Robert Finley, chairman of the Waikiki Neighborhood Board, expressed reservations regarding the Lemon Road project.

“I really can’t support it if they are bringing people into Waikiki that weren’t already in Waikiki,” he said. “I’m OK with it if it’s Waikiki homeless folks. They are here. They are already ours and we need to take care of our own backyard.”

Kathryn Henski, a Waikiki Neighborhood Board member who lives near the hostel, said she won’t support it unless she’s guaranteed “that individuals can’t get out of the center and the city commits to cleaning up this neighborhood first.” We already have serious issues with homelessness,” she added.

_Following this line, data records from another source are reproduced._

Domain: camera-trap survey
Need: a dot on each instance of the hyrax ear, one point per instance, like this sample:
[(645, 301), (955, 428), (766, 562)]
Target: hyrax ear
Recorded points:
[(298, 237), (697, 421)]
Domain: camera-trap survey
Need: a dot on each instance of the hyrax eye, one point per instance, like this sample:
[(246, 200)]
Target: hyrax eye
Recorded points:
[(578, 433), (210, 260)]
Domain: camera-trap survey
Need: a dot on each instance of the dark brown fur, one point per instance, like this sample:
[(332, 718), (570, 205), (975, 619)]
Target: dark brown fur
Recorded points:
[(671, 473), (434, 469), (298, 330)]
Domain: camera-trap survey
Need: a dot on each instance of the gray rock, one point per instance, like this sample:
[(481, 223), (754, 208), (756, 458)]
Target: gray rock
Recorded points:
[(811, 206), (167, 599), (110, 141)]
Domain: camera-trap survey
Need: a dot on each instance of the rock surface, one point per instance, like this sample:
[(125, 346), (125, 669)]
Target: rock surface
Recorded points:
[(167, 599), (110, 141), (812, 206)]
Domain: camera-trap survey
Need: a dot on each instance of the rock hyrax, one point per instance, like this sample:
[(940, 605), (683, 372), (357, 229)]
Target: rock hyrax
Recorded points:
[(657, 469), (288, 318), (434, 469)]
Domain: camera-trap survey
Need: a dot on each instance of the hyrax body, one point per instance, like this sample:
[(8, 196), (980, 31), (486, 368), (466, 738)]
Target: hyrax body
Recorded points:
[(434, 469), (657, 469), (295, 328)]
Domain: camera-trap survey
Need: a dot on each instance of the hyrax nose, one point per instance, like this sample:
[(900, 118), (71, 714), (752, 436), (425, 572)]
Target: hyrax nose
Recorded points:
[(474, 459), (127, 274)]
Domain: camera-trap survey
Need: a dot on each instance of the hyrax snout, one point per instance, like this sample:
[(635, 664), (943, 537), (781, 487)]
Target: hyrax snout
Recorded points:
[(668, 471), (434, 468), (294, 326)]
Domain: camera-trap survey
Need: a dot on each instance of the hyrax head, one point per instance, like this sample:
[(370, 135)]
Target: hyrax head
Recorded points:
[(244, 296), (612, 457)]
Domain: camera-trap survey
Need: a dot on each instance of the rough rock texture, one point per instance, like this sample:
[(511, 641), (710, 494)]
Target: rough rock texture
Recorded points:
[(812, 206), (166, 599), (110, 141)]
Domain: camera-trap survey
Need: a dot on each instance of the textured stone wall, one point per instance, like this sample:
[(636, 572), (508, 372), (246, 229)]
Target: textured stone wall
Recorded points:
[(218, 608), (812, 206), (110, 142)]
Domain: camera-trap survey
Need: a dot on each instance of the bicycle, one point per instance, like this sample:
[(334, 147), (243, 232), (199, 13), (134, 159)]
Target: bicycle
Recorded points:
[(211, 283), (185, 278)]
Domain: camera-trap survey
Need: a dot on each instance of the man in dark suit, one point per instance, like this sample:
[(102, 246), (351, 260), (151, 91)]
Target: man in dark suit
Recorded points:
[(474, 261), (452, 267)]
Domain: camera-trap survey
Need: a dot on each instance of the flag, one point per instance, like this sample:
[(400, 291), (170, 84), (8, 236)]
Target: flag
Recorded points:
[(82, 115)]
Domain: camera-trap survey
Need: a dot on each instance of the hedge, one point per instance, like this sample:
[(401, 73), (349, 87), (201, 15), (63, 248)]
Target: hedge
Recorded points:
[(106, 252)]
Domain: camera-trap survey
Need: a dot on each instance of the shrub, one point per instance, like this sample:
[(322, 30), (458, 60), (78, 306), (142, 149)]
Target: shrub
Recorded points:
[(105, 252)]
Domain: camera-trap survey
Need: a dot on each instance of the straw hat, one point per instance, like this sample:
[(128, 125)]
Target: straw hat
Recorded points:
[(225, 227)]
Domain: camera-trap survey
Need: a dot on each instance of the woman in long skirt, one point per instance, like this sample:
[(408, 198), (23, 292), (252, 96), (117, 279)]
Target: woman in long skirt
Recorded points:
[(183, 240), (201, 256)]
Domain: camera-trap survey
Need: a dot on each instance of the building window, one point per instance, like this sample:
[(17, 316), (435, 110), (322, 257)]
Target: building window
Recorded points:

During Wednesday’s briefing, Moriwaki asked Mersereau to address safety and protocols for the quarantine and isolation center.

“It’s kind of like the Hotel California — once you check in you can’t really check out until you get medically cleared,” he said. “We have them sign a waiver that they agree to stay there for the amount of time that they need to stay there.”

Mersereau said acute care cases are handled similarly, but would have “more medical case management support on-site.”

If occupants don’t stay where they should, Mersereau said, DOH has enforcement powers.

So far “we’ve had 94% to 97% adherence from any of the folks that we’ve asked to isolate or quarantine, and that includes Sumner IHS,” he said.